As for the likelihood of catching monkeypox from fomites, a study published in the Eurosurveillance journal in June explored the presence of monkeypox DNA on surfaces used by or located near two patients.
“Environmental sampling was carried out by carefully swabbing entire surfaces in the patients’ rooms and anterooms,” said the study. These surfaces included larger smooth and flat surfaces, as well as fabrics and complex structures such as door handles.
“All surfaces directly touched by the patients’ hands showed viral contamination with the highest loads detected in both bathrooms,” researchers found. Monkeypox virus DNA was also found on surfaces in the patients’ rooms, including some on wall cabinet door handles and fabrics.
“Immediately after handling the fabrics, the palmar side of the investigator’s right gloved hand was swabbed and confirmed to be contaminated in investigations related to both patient’s rooms,” according to the study.
Researchers said dried pox-family vaccinia virus is stable and infectious up to 35 weeks at around 39 degrees. Furthermore, they said that monkeypox-contaminated surfaces with at least 106 virus copies “could potentially be infectious and it cannot be ruled out that their contact with especially damaged skin or mucous membranes, could result in transmission.”

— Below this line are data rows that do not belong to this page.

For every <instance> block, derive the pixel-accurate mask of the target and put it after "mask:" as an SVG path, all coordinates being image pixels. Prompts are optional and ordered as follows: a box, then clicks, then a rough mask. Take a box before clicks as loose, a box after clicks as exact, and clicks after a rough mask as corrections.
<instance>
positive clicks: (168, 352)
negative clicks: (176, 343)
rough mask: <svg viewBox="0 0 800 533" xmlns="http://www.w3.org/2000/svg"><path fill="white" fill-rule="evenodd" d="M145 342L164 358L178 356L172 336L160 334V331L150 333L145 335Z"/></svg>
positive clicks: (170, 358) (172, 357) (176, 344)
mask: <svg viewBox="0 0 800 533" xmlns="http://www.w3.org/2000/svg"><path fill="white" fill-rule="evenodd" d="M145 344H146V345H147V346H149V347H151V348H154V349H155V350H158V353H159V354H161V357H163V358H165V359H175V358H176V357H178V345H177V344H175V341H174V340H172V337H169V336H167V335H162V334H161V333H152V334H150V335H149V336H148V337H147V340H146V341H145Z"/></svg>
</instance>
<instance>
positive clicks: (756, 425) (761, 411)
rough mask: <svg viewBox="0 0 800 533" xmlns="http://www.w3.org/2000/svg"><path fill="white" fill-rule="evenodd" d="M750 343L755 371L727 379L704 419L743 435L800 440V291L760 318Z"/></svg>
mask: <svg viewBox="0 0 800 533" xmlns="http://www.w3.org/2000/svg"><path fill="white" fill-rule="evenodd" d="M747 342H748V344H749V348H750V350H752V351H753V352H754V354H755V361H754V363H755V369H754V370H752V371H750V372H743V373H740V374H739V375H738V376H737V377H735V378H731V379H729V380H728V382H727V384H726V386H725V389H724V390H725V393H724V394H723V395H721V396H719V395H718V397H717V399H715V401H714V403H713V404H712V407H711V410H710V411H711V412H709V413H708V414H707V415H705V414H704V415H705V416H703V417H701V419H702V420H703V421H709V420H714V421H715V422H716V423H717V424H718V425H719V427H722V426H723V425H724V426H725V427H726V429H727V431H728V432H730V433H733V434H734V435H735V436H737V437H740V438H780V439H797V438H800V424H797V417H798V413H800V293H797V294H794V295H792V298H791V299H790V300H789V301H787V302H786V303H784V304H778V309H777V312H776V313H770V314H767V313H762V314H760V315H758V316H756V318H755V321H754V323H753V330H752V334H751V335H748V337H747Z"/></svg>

U.S. Secretary of Health and Human Services Xavier Becerra last week announced a public health emergency to address monkeypox cases in the U.S. This Tuesday he also announced efforts focused on providing vaccines and TPOXX treatment and said that there were 8,900 reported cases in the country at that time.
By 2 p.m. Wednesday, there 10,392 cases in the U.S., according to the CDC. New York, California and Florida each have more than 1,000 cases each.
For those who already have the virus, the CDC recommends isolating at home for the duration of their illness.
“A person with monkeypox can spread it to others from the time symptoms start until the rash has fully healed and a fresh layer of skin has formed,” said the centers. “The illness typically lasts [two to four] weeks.”
According to the CDC, more research is needed to determine if monkeypox can be spread when someone has no symptoms; how often monkeypox is spread through respiratory secretions, or when a person with monkeypox symptoms might be more likely to spread the virus through respiratory secretions and whether monkeypox can be spread through semen, vaginal fluids, urine, or feces.
While many of the initial cases of this year’s outbreak were diagnosed in men who have sex with men, “it’s not going to stay in the lane it is right now and so we should be prepared,” said Wohl of UNC Health.
“I think the No. 1 concern I have is, like staph infections or like MRSA infections, where we start to see this in daycares, where we start to see this in athletes, in wrestlers, where the body would have skin-to-skin contact,” he added.
The CDC has instructions for monkeypox prevention as well as cleaning of contaminated surfaces and the Environmental Protection Agency has put out a list of approved disinfectants for emerging viral pathogens such as monkeypox.